Modify the code to more thoroughly check for an 'eh.selector' call in
successors. It only looks at a successor if we get there as a result of an
unconditional branch.
Devang Patel [Thu, 3 Mar 2011 20:02:02 +0000 (20:02 +0000)]
llvm::Function argument count is not a good indicator of how many arugments does the function have at source level. If we need more space, just resize vector conservatively. This vector is only used once per function.
Richard Osborne [Thu, 3 Mar 2011 13:17:51 +0000 (13:17 +0000)]
Optimize printf -> iprintf if there are no floating point arguments
and iprintf is available on the target. Currently iprintf is only
marked as being available on the XCore.
Eli Friedman [Thu, 3 Mar 2011 07:24:36 +0000 (07:24 +0000)]
PR9352: Always emit a relocation for weak symbols. Not emitting relocations
for calls to weak symbols with a definition has the appearance of working
with LLVM-generated code because weak symbol definitions are put in their
own sections.
Renumber slot indexes uniformly instead of spacing according to the number of defs.
There are probably much larger speedups to be had by renumbering locally instead
of looping over the whole function. For now, the greedy register allocator is
25% faster.
Represent sentinel slot indexes with a null pointer.

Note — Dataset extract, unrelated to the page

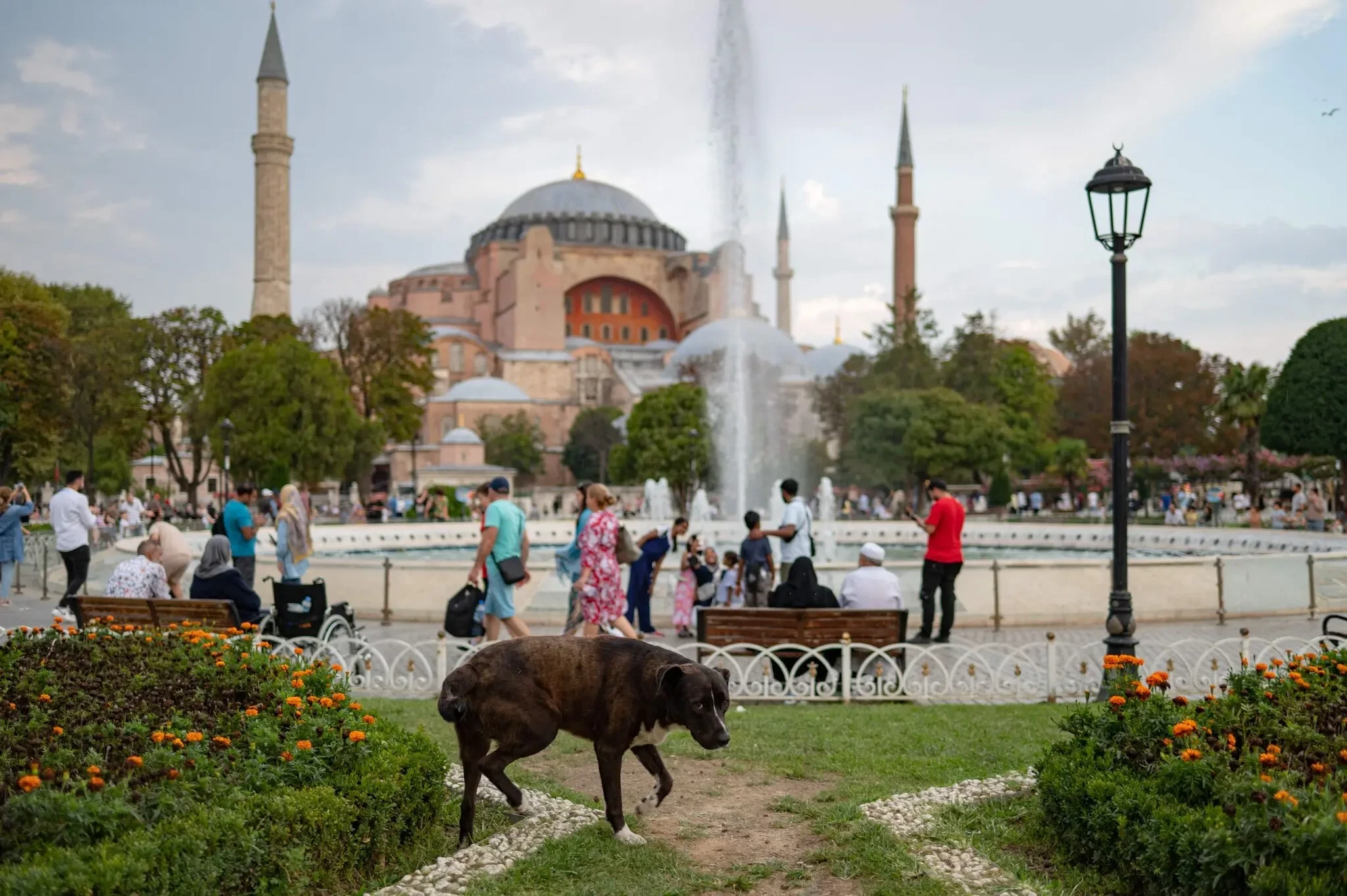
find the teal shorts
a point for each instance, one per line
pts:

This is much faster than using a pointer to a ManagedStatic object accessed with
a function call. The greedy register allocator is 5% faster overall just from
the SlotIndex default constructor savings.
Avoid comparing invalid slot indexes, and assert that it doesn't happen.
The SlotIndex created by the default construction does not represent a position
in the function, and it doesn't make sense to compare it to other indexes.